Neighboritis happens in following stages:

  1. A roofing sales person claims to be a hail expert and finds a neighborhood that was never really exposed to hail damage, or was exposed to hail that did not caused damages.  The sales person knocks on a door and claims to be a roofing expert, explaining to the homeowner / insured that they were exposed to hail and that they have damages on their roof.  The roofing sales person then offers the homeowner a new roof at NO COST, but only if he can inspect their roof right away and usually before the insurer is even notified of any potential claim.
  2. The roofing sales person then works to smooth out any skepticism the property owner has by explaining the various values of a new roof in relation to property value.  Homeowners catch on to the concept that they could end up with a new roof at no cost and it takes little convincing that hail may have fallen and damaged their roof when they weren’t aware.
  3. The salesman convinces the homeowner that they need to conduct a brief roof inspection to see the hail damages.
  4. The salesman pushes the homeowner to sign a “contingency agreement”, although usually unenforceable by law.
  5. The roofing sales person gives the property owner incentives to “spread the word” (neighboritis) by offering $500.00, $1,000.00 and larger referrals if neighbors sign on for their roof at no cost.
  6. In the worst case scenario, the roofing salesman tells a story of his or her working with neighbor John Doe on his roof for hail related damages; all of which are a result of only having a contingency agreement.
  7. One or two inexperienced property insurers pay for roof replacement when it was completely not necessary or by having mistaken mechanical damages for those caused by hail, thereby initiating one roofing salesman to claim that other roofs were replaced because of hail damage.  In extreme circumstances, a roofing company may have been hired outside of an insurance settlement to replace an aged roof and the same company comes back several months later, after hail occurred in a remote area, advertising that a nearby neighbor had their roof replaced (not indicating why) and thereby starting a frenzy in the area.

As you can imagine, the question has and continues to remain about what happens when said roofing salesperson is up on the that roof with no supervision? What is the viewpoint of a profitable insurance adjusting company on neighboritis?

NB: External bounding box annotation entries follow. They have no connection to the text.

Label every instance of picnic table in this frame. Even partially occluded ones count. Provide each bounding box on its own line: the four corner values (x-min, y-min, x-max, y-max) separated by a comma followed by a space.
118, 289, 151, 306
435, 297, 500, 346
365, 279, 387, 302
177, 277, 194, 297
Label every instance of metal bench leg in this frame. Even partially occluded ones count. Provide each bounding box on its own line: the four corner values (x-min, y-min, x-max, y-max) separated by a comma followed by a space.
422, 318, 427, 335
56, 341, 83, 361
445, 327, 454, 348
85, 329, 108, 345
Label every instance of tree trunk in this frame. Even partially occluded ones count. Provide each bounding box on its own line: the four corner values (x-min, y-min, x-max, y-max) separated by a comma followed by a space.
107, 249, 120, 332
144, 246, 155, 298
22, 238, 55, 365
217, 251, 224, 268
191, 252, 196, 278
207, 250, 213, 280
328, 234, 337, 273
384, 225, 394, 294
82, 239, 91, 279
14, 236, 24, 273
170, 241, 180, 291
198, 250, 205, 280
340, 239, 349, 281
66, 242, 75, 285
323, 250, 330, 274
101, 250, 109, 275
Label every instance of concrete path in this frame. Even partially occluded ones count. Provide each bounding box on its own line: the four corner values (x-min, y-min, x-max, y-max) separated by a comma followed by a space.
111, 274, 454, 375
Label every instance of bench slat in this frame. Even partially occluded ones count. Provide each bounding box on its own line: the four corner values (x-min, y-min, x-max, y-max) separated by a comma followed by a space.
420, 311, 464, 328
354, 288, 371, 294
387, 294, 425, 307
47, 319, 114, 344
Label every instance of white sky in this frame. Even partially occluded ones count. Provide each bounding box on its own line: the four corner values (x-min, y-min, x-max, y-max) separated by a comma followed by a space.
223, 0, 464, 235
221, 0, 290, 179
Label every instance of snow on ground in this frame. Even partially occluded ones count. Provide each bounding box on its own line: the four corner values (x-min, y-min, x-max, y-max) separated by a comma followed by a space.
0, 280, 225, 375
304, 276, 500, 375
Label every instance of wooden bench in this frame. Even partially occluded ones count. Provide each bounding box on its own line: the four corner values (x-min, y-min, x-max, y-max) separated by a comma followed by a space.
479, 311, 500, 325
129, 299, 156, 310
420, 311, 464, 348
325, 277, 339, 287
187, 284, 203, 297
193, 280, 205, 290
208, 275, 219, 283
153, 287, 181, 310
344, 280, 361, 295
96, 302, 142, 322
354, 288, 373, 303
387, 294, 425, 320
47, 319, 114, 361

Eight years ago I was on a roof with a roofing salesman named Mike who would bend down towards the shingles every time I turned around to take a photo or put my eye up to the viewfinder.  I couldn’t help but notice the little yellow lighter Mike was clutching from the corner of my eye.  Just as I suspected he was making his own damages hoping I would mistake them as those caused by hail.  Mike wasn’t the first nor the last but these salesman have wised up to creating false damages in front on insurance claim professionals.  Since then I’ve personally witnessed and documents familiar conditions on 8 other occasions; most of which occurred prior to the times we were expected to meet for a survey.

So, to answer the question of what could happen when a roofing sales person is on a roof with no supervision or oversight – let’s just say the potential for mechanical damages not caused by hail exists.  Neighboritis is a deceiving tactic used by roofing sales persons and companies to extract money for claims that do not legitimately exist.

Neighboritis can be prevented with awareness.  One way to help prevent this condition is for insurers to notify their clients in high-hail areas that roofing salesmen are out and to be aware of their sales-roof inspection tactics.  The general population in hail and storm chasing contractor areas can get used to the idea of joint roofing surveys prior to allowing a financially motivated roofing salesman on a roof.